We finally got to the surf, where there were no waves – just a family of Mexicans looking at us like they had just seen white devils. We had a tough decision to make on what to do with this pup. It would be hard travelling with and caring for a third-world dog: feeding it, getting hotels, going to discotecas, having it in the car while we went for a surf etc. But we couldn’t just leave it there – it would die, and by the looks of things, its siblings weren’t having a fun time with the vultures.
When we found out it was a girl puppy, she immediately stole the heart of all the guys. The decision was final: she would become one of the boys and join our quest.
We had an inside joke at the time with the word Bosi, which we practically named everyone and everything, so it felt right to call her that.
Watching her eat her first meal was quite the entertainment: she ate a can of tuna in 10 seconds and her belly became wider than she was long. And the tuna came out the same consistency that it went in.
Things couldn’t have been better: for the next week or so, we bathed Bosi, fed Bosi – I even let her sleep in my bed and share her worms with me, and I didn’t even get mad when she stole and ate Rookie’s cream tart then shat it all over our Lonely Planet book (fuckin’ Rookie). She was such a fast learner – she knew how to sit and shake hands within a week.

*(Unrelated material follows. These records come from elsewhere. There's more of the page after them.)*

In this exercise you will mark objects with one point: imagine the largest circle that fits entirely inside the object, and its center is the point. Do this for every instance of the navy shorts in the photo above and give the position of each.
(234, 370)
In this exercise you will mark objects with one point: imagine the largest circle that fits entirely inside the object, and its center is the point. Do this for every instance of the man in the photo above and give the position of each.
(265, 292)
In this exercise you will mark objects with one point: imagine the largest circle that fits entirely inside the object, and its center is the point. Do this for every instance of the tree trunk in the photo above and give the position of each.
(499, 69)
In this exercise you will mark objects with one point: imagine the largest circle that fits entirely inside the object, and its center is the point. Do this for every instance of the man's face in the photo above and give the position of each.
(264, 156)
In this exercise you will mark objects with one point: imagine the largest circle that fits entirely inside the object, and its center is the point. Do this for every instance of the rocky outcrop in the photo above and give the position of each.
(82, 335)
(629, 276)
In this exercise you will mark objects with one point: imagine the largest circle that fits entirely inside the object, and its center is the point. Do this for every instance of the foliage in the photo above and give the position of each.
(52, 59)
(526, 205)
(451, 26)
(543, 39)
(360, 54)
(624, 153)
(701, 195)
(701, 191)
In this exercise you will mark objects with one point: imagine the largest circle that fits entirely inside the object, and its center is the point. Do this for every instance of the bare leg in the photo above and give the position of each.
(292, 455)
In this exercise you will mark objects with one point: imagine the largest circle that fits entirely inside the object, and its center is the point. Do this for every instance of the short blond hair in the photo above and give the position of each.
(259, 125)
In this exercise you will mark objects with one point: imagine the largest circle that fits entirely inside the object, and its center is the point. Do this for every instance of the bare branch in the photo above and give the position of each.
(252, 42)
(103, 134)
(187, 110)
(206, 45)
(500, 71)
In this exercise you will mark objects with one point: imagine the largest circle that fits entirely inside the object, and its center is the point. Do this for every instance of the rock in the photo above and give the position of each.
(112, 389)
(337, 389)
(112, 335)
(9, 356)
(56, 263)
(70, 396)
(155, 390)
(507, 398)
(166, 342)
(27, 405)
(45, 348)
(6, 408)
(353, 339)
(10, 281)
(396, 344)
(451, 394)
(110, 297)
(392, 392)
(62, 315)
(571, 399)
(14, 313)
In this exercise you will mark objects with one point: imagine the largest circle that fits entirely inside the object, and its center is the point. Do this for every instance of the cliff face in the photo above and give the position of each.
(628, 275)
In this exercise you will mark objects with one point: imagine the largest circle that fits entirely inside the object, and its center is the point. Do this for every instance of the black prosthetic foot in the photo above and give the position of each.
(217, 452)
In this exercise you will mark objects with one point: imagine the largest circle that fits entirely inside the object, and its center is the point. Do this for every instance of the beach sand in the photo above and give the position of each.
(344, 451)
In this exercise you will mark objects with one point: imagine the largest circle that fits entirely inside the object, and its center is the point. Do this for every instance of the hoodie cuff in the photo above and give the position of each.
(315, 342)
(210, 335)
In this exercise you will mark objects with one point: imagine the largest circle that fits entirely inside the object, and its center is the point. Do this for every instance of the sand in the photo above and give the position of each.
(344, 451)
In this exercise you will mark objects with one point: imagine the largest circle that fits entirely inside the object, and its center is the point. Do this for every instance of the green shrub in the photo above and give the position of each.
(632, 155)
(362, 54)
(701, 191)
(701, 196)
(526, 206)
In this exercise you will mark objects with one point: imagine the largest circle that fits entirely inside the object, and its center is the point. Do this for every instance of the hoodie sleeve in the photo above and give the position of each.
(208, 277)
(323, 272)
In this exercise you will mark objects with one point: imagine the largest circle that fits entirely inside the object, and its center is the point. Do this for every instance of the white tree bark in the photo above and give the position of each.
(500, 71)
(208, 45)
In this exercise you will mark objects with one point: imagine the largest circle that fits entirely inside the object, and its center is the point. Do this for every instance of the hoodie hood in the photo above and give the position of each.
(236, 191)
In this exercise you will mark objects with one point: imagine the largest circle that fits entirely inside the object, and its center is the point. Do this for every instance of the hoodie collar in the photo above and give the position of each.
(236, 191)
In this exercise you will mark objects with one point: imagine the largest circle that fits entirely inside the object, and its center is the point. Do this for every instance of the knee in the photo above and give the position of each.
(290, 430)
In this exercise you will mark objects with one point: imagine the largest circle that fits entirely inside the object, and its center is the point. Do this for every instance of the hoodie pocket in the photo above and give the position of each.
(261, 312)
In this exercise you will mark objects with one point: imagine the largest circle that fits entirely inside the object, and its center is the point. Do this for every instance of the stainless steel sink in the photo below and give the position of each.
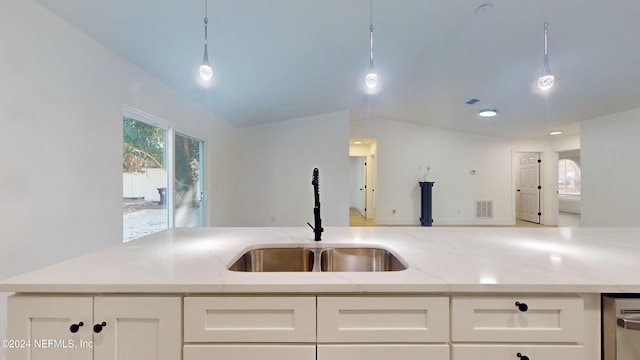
(359, 259)
(275, 259)
(307, 259)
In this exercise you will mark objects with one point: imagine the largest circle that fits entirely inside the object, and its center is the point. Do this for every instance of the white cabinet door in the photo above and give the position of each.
(257, 319)
(247, 352)
(138, 328)
(40, 328)
(383, 352)
(383, 319)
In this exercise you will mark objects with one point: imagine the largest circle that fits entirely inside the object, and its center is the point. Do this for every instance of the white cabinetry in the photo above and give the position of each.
(246, 327)
(383, 327)
(79, 328)
(514, 327)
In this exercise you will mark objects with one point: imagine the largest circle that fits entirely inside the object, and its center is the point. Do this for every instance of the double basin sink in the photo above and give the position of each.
(300, 258)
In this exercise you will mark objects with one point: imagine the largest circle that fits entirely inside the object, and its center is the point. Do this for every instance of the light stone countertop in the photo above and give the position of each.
(440, 260)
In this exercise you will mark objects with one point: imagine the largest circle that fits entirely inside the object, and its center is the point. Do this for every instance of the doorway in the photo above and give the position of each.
(362, 180)
(528, 188)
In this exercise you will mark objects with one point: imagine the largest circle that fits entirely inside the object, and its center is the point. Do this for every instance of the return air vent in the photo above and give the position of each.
(484, 209)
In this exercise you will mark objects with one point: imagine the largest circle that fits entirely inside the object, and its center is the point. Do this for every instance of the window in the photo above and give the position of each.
(568, 179)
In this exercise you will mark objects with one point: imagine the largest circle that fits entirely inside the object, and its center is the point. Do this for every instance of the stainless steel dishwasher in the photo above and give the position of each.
(621, 327)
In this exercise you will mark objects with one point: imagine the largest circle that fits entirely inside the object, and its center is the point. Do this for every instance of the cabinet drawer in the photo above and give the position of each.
(383, 352)
(510, 352)
(541, 319)
(250, 319)
(262, 352)
(383, 319)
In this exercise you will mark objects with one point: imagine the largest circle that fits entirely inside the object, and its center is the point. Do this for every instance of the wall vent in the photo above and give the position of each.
(484, 209)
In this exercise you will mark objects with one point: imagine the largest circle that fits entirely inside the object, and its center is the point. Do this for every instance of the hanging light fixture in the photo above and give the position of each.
(545, 81)
(372, 78)
(205, 69)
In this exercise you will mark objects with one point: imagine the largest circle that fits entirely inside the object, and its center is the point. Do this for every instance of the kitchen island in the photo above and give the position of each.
(466, 293)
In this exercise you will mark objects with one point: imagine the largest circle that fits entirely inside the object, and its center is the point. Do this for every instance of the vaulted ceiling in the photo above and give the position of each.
(281, 59)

When we got to the Mexican-Guatemalan border, the dream of our travelling gypsy family dog came crashing down. Rookie lost his exit visa to leave Mexico, so we had to go back though Mexican customs to go to the bank and get another visa for him.
In a crazy twist of the fate, the customs officer thought Bosi was a Guatemalan dog, and that we were coming from Guatemala. My Spanish wasn’t shit – I could have ordered a taco and a cerveza off the cunt, but there was no way I was telling him that Bosi was actually a Mexican resident. After 30 minutes of trying to get through to the man with a machine gun that we didn’t have papers for the mutt, he let us keep her. We worried about what the Guatemalan customs would be like – we hadn’t even left Mexico and Bosi had almost been thrown into quarantine. Since when the fuck does Mexico care the slightest about quarantine?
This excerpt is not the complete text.